Doordat allroads of adventure-motoren zo populair zijn geworden als reismotoren, zijn ze ook steeds luxer, groter en sneller geworden. En duurder. Vaak véél duurder zelfs, tot dik over de 25.000 euro. Enter de Benelli TRK502X voor 8.099 euro. Een bescheiden 500cc-paralleltwin met 48 pk, maar dan wel in volwassen formaat. Zowel op het oog als wanneer je erop gaat zitten, denk je met minstens een 800 te maken te hebben. Dat is zowel een voordeel als een nadeel. Door zijn formaat en ruime zit is het een prima reismotor, maar door datzelfde formaat en het stevige gewicht (liefst 235 kilo rijklaar, ongeveer hetzelfde als de KTM 1190’s en 1290’s) is hij logischerwijs niet bloedsnel.
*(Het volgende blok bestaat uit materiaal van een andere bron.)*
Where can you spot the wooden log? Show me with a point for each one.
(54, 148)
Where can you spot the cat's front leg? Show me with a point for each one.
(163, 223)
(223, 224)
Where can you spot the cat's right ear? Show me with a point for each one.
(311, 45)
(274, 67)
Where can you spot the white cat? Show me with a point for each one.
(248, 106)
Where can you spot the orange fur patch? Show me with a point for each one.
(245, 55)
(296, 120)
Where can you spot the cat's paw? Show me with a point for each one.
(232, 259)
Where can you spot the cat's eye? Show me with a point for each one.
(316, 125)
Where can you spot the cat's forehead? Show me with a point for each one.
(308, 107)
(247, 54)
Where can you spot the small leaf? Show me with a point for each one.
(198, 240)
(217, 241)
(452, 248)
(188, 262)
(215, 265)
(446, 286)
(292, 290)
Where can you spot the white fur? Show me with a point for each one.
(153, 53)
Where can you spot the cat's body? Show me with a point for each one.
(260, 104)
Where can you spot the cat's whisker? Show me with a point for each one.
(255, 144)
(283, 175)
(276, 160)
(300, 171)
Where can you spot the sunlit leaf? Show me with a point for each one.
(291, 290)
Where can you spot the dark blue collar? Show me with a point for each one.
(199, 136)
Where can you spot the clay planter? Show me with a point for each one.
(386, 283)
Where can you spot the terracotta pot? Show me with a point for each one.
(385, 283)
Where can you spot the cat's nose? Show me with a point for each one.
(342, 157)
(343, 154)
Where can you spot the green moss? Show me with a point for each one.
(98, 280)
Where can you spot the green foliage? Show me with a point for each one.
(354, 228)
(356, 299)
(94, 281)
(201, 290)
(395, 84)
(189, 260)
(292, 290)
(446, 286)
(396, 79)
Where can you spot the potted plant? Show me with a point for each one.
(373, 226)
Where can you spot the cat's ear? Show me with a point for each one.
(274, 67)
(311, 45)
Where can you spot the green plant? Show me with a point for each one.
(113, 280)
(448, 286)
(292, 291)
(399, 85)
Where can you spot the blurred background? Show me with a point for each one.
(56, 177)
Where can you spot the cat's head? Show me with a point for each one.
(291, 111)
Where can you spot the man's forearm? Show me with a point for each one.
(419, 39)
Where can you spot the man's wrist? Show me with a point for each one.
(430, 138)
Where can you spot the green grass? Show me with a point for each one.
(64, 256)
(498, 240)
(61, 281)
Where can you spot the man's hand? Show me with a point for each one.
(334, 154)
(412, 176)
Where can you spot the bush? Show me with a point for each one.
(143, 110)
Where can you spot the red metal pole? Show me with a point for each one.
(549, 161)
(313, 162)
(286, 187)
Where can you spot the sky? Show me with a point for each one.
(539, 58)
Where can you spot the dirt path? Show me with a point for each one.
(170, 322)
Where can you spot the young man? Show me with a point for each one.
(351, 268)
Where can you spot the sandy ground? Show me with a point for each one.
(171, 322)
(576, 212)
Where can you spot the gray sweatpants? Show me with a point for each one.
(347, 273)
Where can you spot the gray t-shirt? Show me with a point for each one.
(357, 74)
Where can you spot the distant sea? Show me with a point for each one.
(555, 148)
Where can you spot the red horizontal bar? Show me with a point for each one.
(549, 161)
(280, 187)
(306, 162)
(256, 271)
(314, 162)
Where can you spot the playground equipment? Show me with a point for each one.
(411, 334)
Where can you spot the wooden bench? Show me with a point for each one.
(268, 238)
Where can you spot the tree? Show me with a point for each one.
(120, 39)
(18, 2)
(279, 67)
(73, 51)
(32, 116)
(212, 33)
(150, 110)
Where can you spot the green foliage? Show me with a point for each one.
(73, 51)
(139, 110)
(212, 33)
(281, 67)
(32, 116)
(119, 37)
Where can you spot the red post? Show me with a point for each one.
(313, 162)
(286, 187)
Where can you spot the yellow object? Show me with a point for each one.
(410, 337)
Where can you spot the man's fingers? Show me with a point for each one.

Hoe leuk het ook is om als een kanonskogel te accelereren en af en toe dik over de 200 te rijden op de Duitse Autobahn; voor de gangbare kruissnelheden van zo’n 130-140 kilometer per uur heb je ook aan 48 pk genoeg. Wat voor mij wel een beletsel was: de ongelukkige vorm van het stuur. Het is vrij smal en staat relatief ver weg, met de uiteinden vervolgens teveel naar je toe gekromd. Het voelt onnatuurlijk en op m’n eerste wat langere rit op de TRK kreeg ik na verloop van tijd zelfs last van m’n schouders. Aangezien we nog geen passend ander stuur hadden, hebben we met behulp van een bankschroef en een flink stuk stalen pijp de stuuruiteinden iets uitgebogen, zodat er een wat rechter stuur ontstond. Vervolgens kon het in de stuurklemmen een stukje meer naar de rijder toe worden gekanteld, waardoor het stuur nu aanzienlijk fijner in de hand ligt. Het gevolg is wel dat de gefixeerde schakelaar-units nu ietwat achterover liggen, maar rem- en koppelingshendel kunnen gelukkig voldoende worden versteld om in de juiste stand te staan.
Een andere aanpassing die we graag zouden doen, is een langere eindoverbrenging door middel van een kleiner achtertandwiel of groter voortandwiel. De gearing is nu erg kort, wat wel relatief veel trekkracht oplevert in de hoogste versnelling, maar dat is geen wezenlijk voordeel. Je kunt dat immers ook krijgen door bij behoefte terug te schakelen naar vijf. Nu zoek je op de snelweg aanvankelijk steeds naar een zevende versnelling. Het soepele blok zou een langere gearing makkelijk trekken en dat zou zowel meer rust als een lager verbruik opleveren. Helaas blijken de tandwielen geen standaardmaat, dus dat gaat niet lukken voor mijn rit naar de Alpenmasters-finale.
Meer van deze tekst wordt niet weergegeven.